Seife’s best chapters have to do with how risk is managed—culminating in a discussion of the financial meltdown that led to the Great Recession, how systematic bias affects polls, and, perhaps most damnably, how faulty probability lead to (probably) wrong outcomes in court. Along the way, he hits some pretty subtle mathematical ideas, and I have to say, he handles them very smoothly. You get a little probability and statistics, a little bit of reading graphs, on proper measurement, estimation, and *disestimation*—one of my favorite of his coined terms, and an intuitive picture of how gerrymandering works. But more gripping than the strictly mathematical parts is the sense of outrage. You read it and think, I remember when they said that Hummers were more fuel efficient than Priuses. Why didn’t I notice that they made up the numbers? (Advertisers argued that Hummers would last a lot longer, pulling numbers pretty much out of nowhere.) You’ve got to be pretty sophisticated, and pretty vigilant, not to have been taken in by these techniques.

And that’s the point, and the reason the book is important. The issues Seife covers–advertising, our economy, propaganda, science, justice, journalism—are critical to our functioning democracy. We need to understand math, it turns out, to protect ourselves from being manipulated by it. As Seife ends his book,

*Mathematical sophistication is the only antidote to proofiness, and our degree of knowledge will determine whether we succumb to proofiness or fight against it. It’s more than mere rhetoric; our democracy may well rise or fall by the numbers*.

This book is one of the best articulations of the need for a baseline of mathematical facility in an educated citizenry, and a primer on what kinds of mathematics are most important for everyone to know (calculus, no; statistics, yes). Put it on your summer reading list. And even better, let’s see high school classes that deal with these topics sprouting up soon.
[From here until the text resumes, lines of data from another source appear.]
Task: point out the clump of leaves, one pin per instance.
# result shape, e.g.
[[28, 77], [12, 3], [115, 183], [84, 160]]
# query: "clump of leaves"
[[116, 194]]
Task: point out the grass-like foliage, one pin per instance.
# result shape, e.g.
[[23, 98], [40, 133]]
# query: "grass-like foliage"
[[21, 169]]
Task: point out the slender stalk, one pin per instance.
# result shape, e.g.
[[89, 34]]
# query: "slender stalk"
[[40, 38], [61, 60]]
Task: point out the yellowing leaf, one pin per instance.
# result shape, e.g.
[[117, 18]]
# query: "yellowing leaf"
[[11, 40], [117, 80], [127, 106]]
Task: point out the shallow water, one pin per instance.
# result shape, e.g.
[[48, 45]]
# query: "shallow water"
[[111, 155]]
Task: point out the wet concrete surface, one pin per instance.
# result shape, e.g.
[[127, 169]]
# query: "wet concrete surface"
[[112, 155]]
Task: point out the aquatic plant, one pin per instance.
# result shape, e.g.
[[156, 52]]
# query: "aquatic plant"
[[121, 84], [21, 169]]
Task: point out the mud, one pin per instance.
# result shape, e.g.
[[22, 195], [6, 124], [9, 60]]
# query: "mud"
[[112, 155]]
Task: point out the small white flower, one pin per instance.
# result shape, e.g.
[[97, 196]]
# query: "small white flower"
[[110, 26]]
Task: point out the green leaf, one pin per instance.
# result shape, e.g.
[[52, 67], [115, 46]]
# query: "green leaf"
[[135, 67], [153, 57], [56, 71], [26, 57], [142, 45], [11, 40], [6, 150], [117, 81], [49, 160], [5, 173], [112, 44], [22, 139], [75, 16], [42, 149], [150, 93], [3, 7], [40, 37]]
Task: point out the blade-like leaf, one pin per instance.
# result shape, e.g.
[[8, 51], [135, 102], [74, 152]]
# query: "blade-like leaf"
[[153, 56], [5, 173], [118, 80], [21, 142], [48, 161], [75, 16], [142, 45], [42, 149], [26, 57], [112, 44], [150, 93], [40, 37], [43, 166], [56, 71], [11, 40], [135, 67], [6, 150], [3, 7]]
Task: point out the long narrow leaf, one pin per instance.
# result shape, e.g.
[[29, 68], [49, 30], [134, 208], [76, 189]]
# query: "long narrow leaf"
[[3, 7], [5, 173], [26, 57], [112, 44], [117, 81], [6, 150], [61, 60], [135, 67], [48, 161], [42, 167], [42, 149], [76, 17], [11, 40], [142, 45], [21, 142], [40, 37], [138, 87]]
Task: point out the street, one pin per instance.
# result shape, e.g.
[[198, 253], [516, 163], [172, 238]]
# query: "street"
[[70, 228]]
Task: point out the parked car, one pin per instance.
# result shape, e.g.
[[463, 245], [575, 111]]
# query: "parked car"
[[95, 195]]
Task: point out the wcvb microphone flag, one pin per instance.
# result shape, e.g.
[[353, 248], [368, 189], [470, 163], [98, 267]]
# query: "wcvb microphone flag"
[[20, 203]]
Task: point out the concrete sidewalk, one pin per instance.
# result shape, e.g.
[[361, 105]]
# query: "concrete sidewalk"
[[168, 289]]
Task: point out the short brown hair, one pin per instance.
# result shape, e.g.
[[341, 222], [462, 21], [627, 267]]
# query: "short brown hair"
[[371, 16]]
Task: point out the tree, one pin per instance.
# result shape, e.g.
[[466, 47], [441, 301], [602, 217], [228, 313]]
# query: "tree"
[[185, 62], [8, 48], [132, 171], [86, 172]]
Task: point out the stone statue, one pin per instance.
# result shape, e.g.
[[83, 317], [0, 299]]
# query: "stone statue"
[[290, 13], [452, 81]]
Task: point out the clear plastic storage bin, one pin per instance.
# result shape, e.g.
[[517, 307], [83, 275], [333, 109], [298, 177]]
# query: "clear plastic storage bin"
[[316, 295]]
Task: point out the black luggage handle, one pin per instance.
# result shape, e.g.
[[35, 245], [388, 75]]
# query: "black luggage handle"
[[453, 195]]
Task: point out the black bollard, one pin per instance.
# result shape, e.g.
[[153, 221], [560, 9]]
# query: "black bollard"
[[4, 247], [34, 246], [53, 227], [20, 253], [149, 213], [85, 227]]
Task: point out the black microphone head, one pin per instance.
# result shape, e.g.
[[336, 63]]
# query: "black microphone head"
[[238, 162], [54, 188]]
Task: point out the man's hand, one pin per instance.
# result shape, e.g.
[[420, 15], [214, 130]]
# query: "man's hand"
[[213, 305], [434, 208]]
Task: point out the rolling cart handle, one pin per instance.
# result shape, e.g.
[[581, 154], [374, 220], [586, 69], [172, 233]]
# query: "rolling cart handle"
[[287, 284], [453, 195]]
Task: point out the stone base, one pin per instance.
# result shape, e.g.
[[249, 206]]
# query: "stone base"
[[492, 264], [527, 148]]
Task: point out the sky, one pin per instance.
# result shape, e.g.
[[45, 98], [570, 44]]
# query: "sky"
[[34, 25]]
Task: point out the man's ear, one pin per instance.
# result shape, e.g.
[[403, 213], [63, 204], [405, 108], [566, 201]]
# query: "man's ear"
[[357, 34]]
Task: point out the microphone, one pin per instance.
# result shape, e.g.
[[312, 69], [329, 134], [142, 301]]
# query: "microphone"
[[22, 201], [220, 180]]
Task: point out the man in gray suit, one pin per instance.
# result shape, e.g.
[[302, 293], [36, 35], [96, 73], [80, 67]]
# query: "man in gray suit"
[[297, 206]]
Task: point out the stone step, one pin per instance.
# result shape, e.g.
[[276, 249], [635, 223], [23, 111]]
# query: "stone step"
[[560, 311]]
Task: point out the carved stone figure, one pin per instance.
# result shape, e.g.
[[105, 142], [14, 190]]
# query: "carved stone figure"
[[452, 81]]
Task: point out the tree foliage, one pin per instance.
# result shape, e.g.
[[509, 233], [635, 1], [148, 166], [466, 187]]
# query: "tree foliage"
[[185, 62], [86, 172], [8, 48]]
[Note: it's almost inevitable that some of Seife's arguments were problematic themselves, especially since he makes a colossal effort to remain evenhanded when it comes to political issues; for every conservative example of proofiness, he tries to find a liberal one to match it. One of these, a nitpicky jab at Gore's Inconvenient Truth (which Seife takes issue with only on certain details, not in the main) was taken apart here.]